3 O DESENVOLVIMENTO TERRITORIAL RURAL COMO MECANISMO

3.9 Capital Social: direcionando o desenvolvimento territorial rural

A noção do conceito de capital social se contrapõe aos preceitos capitalistas do individualismo, da busca frenética pelo desenvolvimento individual das pessoas, e acima de tudo, do funcionamento da sociedade com indivíduos independentes e individualizados. A noção da sociedade pautada no capital social se estabelece na busca por uma sociedade mais solidária, cujos indivíduos não ajam independentemente, e sua análise não consista na prerrogativa do isolamento pessoal. Portanto, a estrutura social deve ser vista como um conjunto de recursos, e não como um complexo desintegrado da sociedade. Esta é uma realidade fundamentada a partir do crescimento da desigualdade e da pobreza, encontrada com maior incidência em países pobres e industrializados, batizados de “ornitorrinco” por Oliveira (2003), como a América Latina. Porém, para se alcançá-lo, são necessárias ações externas, no sentido de auxílio para o crescimento do capital social.

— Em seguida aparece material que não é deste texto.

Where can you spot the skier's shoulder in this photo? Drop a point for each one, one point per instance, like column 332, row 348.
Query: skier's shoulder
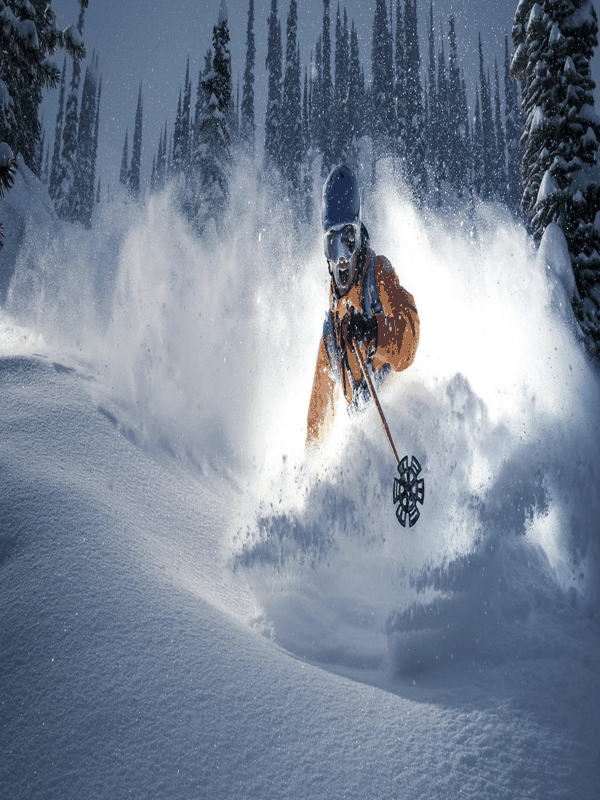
column 383, row 271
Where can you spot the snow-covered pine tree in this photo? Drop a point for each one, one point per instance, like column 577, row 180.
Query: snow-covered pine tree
column 315, row 105
column 291, row 109
column 477, row 181
column 177, row 155
column 431, row 99
column 458, row 122
column 247, row 123
column 327, row 132
column 555, row 41
column 28, row 38
column 63, row 202
column 82, row 197
column 400, row 81
column 133, row 178
column 416, row 146
column 382, row 114
column 342, row 138
column 273, row 116
column 443, row 135
column 488, row 142
column 186, row 119
column 356, row 98
column 500, row 174
column 514, row 126
column 96, row 132
column 55, row 167
column 212, row 155
column 124, row 171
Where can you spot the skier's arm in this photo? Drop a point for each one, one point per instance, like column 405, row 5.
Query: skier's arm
column 321, row 409
column 398, row 326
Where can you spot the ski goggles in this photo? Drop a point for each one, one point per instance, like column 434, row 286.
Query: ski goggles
column 341, row 242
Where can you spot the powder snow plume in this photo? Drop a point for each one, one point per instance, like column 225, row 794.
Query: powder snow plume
column 203, row 349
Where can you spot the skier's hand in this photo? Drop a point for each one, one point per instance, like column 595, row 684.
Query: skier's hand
column 359, row 327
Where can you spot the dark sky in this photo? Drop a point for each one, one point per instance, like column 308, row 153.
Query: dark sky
column 149, row 41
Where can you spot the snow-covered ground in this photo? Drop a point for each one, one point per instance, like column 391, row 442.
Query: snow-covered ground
column 191, row 608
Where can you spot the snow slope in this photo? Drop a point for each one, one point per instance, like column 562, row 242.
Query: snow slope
column 189, row 608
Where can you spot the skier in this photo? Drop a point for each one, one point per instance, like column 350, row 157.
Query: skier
column 367, row 306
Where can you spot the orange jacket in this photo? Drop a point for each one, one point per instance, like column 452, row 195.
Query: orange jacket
column 397, row 341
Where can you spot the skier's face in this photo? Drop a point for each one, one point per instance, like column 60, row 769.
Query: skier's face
column 341, row 249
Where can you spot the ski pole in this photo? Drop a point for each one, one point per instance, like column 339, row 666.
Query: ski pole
column 409, row 489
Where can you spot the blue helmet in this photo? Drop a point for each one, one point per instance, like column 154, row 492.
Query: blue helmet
column 340, row 216
column 341, row 199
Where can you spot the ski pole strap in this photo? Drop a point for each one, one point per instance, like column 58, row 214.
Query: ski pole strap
column 330, row 345
column 371, row 301
column 368, row 379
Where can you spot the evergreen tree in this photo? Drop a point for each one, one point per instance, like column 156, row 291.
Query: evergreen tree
column 248, row 126
column 124, row 171
column 488, row 143
column 477, row 162
column 133, row 178
column 416, row 147
column 431, row 114
column 458, row 118
column 555, row 41
column 443, row 131
column 514, row 125
column 28, row 37
column 342, row 138
column 316, row 104
column 96, row 133
column 383, row 123
column 178, row 136
column 500, row 176
column 291, row 112
column 355, row 102
column 325, row 112
column 82, row 198
column 55, row 168
column 212, row 154
column 273, row 118
column 400, row 81
column 67, row 167
column 186, row 119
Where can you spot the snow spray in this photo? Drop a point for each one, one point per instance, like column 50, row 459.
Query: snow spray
column 203, row 348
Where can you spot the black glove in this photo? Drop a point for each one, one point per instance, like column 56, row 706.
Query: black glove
column 359, row 327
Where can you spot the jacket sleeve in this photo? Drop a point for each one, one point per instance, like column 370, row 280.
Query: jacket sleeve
column 321, row 409
column 398, row 326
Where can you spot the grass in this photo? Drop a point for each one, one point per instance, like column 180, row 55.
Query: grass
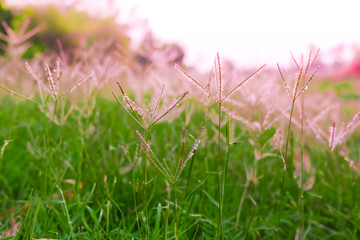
column 95, row 192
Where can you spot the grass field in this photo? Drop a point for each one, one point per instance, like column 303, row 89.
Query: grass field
column 92, row 177
column 157, row 156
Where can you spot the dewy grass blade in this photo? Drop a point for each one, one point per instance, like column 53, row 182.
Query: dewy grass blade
column 78, row 83
column 133, row 107
column 284, row 81
column 191, row 153
column 169, row 109
column 307, row 82
column 154, row 160
column 157, row 103
column 66, row 213
column 136, row 120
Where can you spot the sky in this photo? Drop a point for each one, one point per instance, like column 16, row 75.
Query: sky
column 247, row 32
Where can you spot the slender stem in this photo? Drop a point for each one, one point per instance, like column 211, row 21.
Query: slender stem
column 219, row 175
column 285, row 161
column 146, row 134
column 238, row 214
column 175, row 197
column 302, row 169
column 47, row 146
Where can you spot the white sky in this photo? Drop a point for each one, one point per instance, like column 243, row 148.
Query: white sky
column 253, row 31
column 246, row 31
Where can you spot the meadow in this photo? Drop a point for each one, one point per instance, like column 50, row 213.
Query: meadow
column 114, row 144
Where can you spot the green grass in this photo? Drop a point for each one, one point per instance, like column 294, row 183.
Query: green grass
column 105, row 197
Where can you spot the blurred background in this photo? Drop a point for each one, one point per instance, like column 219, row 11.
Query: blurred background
column 247, row 33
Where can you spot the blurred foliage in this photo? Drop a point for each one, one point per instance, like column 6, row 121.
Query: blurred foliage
column 7, row 16
column 72, row 28
column 344, row 89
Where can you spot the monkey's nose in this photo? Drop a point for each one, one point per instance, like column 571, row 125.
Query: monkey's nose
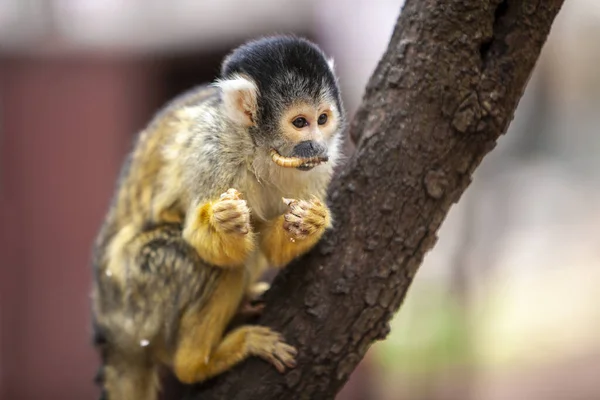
column 308, row 149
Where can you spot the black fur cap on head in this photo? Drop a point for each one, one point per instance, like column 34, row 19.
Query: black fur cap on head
column 284, row 69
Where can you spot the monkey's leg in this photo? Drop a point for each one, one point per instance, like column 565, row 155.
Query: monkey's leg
column 220, row 231
column 295, row 232
column 129, row 377
column 155, row 276
column 202, row 352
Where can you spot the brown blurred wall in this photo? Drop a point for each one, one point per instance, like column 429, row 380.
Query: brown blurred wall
column 65, row 124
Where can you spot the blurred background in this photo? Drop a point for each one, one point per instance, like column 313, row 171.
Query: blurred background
column 507, row 306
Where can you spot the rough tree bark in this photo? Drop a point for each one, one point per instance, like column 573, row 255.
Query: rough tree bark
column 443, row 93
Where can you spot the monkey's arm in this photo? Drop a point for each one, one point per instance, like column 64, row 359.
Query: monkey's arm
column 220, row 230
column 294, row 233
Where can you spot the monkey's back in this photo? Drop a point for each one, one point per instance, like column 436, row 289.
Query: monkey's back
column 144, row 271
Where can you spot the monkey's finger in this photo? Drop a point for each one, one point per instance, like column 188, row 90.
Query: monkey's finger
column 276, row 363
column 292, row 218
column 288, row 202
column 232, row 194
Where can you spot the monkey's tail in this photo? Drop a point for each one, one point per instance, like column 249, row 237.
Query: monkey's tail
column 131, row 377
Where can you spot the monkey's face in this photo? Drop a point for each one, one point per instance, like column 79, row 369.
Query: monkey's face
column 305, row 134
column 283, row 90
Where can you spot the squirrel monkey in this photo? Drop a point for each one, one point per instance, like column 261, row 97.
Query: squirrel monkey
column 227, row 179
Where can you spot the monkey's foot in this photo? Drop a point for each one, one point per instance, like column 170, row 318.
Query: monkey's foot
column 270, row 346
column 305, row 218
column 257, row 290
column 251, row 309
column 231, row 213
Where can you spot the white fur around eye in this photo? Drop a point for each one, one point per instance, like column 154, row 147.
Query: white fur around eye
column 239, row 98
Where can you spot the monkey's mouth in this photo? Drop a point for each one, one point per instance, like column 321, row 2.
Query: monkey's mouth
column 303, row 164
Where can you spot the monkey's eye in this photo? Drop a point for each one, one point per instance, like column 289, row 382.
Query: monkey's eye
column 300, row 122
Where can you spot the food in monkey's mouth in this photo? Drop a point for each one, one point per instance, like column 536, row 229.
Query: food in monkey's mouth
column 303, row 164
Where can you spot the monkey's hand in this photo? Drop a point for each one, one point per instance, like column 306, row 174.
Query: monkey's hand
column 305, row 218
column 230, row 214
column 295, row 232
column 220, row 231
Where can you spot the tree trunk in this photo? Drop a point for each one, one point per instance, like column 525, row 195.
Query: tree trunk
column 443, row 93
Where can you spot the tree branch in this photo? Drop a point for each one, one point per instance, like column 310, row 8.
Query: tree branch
column 443, row 93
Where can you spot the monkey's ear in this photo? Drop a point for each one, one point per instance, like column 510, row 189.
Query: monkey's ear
column 240, row 99
column 331, row 64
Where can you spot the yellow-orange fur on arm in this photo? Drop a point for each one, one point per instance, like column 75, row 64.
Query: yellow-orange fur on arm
column 220, row 231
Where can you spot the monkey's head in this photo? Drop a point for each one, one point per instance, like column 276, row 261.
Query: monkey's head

Apesar de o termo, ligado diretamente com o desenvolvimento social- humano, ser bastante divulgado na década de 1990, de acordo com Stein (2003), foi aplicado pela primeira vez em 1916, e utilizado nas décadas de 1960 e 70, ganhando elaboração e discussão nos anos 1980, com Bourdieu (2000) e Coleman (1990), fornecendo a economia como pano de fundo do conceito.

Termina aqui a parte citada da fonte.